Written by Michael Stahnke (@stahnma)
When I was first learning about being a Unix Admin, I just wanted to know what systems my team supported, so that when I got called at 2 AM, I could either make some weak attempt at getting online and fixing a problem (I was new...very new), or promptly help that application analyst find the correct support team pager number. It was the week before I first went into our pager rotation that I realized something was very wrong. I had no idea what systems we actually supported. I wasn't the only one.
There had recently been some form of reorganization right before I hired in at this company. What was once four teams (IBM AIX, HP-UX, Sun Solaris and Red Hat Linux), was becoming three teams (Capacity Planning, Systems Implementation and Systems operations). However, there were still other server teams at other sites, plus Unix workstation support, and some IRIX somewhere out there. The fundamental problem, though, was, "Do I have the ability to help the person who has paged my team?"
A solution...sort of
I found this state to be extremely non-desired, so I started writing a Unix server tracking system. It started out as a basic web application utilizing a MySQL back-end. It worked great. The teams loved it. They knew what we supported and what we didn't. Then, the requests for enhancement came in. I needed to add MAC addresses, world wide port names, cluster licensing terms, customer information, out-of-band management URLs, etc. This quickly grew, but I was still happy with it. We designed several workflow automations through the tool as well. However, as the tool grew larger, and less maintainable, I was starting to get extremely frustrated with it.

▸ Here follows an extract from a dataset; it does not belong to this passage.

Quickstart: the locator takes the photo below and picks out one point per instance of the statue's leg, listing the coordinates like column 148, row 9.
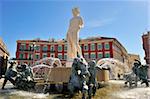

While problems for this application were abundant, there were two issues that made it less of an operational platform than I desired. The first problem was that in order to do any type of CRUD actions, you have to have database drivers on the client. This was a big challenge. We had an extremely heterogenous environment, multiple firewalls, and some ancient operating systems that probably couldn't have had a MySQL driver loaded on them without sacrificing some type of domesticated animal and praying to a deity that was anything but righteous.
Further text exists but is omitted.